I've got some Pig Powder you can have Griff.


----------



## Griff (Sep 18, 2006)

Finney

Thanks for the offer but I threw out the Fatz Pig powder for a reason. I nearly quit this board after the Pig powder got some good reviews and then I ordered some. It took months to get here and was crap.

Griff


----------



## Finney (Sep 18, 2006)

Griff said:
			
		

> Finney
> 
> Thanks for the offer but I threw out the Fatz Pig powder for a reason. I nearly quit this board after the Pig powder got some good reviews and then I ordered some. It took months to get here and was crap.
> 
> Griff


Powdered KC Masterpiece?


----------



## LarryWolfe (Sep 19, 2006)

Talked to Puff last night about the rubs.  He said both were very good, but the Bold Wolfe Rub was a little too spicy for him on the pork ribs.  But I sort of expected that on pork in the first place, but I'm glad he gave it a try on pork.  He loved it on the chuck roast he did with the Bold, so I told him to give it a try on some beef ribs next time.  Even though I really really liked the Wolfe Rub Bold on the chicken wings I did, I tried to design the flavor profile for beef.  The Wolfe Rub Original is best on pork and chicken, but pretty versatile to use on many other things!  Finney and Cappy enjoy it on their morning toast, like cinnamon sugar!  :damnfunny


----------



## Finney (Sep 19, 2006)

Puff told me mine (#2) was too spicy also.  Puff is a weenie.  It was made for ribs and should be used with a sweet sauce like SBR's mixed with honey (which is what puff used).  Again... Puff is a weenie.

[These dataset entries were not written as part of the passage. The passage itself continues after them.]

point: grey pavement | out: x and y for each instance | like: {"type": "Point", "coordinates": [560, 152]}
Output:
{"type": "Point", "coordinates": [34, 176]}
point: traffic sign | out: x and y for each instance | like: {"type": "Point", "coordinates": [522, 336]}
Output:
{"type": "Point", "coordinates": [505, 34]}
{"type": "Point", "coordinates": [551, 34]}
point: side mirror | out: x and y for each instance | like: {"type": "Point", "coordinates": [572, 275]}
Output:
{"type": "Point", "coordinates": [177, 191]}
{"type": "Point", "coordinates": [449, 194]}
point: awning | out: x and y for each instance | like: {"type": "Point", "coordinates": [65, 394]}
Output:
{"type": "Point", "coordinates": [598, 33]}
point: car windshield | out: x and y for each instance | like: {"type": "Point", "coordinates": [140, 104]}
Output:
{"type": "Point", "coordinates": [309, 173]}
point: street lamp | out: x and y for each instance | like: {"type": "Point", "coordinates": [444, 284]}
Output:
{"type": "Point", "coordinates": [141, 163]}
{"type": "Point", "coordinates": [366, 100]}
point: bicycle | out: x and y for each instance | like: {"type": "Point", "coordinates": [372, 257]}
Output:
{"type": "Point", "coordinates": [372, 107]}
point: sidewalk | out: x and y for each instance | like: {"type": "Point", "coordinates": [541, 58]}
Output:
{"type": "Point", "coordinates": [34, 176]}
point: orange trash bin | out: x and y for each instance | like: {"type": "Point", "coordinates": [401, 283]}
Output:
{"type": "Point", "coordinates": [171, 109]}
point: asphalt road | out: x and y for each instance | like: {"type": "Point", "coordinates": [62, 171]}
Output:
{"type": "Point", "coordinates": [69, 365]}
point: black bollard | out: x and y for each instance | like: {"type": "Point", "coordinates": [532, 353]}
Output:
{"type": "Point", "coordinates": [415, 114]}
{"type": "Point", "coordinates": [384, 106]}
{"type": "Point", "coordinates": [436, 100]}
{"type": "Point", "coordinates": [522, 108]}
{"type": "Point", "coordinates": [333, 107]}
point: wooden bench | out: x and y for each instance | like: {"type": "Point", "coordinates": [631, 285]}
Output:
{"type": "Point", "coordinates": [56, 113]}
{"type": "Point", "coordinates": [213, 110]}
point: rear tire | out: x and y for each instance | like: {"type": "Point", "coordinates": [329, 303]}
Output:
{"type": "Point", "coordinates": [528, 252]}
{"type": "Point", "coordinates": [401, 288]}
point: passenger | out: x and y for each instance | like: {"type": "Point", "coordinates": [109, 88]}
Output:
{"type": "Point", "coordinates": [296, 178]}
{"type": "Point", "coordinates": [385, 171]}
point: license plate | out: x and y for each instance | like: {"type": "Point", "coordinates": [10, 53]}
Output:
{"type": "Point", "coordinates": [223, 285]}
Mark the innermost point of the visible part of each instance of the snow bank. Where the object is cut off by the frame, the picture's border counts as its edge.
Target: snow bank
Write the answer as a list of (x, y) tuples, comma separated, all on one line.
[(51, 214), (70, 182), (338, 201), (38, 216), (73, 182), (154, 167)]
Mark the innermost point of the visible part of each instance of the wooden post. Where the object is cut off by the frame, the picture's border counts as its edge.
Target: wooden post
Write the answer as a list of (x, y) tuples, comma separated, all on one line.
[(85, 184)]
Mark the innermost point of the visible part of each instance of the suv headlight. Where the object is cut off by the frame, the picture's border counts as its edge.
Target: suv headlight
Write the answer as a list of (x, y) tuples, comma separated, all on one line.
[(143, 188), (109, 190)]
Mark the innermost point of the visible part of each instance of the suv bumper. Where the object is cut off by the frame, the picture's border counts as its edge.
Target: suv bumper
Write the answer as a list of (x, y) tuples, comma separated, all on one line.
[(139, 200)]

If Rub #2 was too spicy for him then #1 is going to hurt him.  I told him to make sure he used #1 on a large cut of meat.  Either a butt, chuck roast, or some heatry cut of meat.


----------



## LarryWolfe (Sep 19, 2006)

Finney he doesn't listen to either of us.  As much as I like Lil' Puffy, he needs to stick with Mrs. Dash.


----------



## wittdog (Sep 19, 2006)

Puff it all looks great....


----------



## Nick Prochilo (Sep 19, 2006)

Larry Wolfe said:
			
		

> Finney he doesn't listen to either of us.  As much as I like Lil' Puffy, he needs to stick with Mrs. Dash.



Problem is, he hangs with Mr. Dash!


----------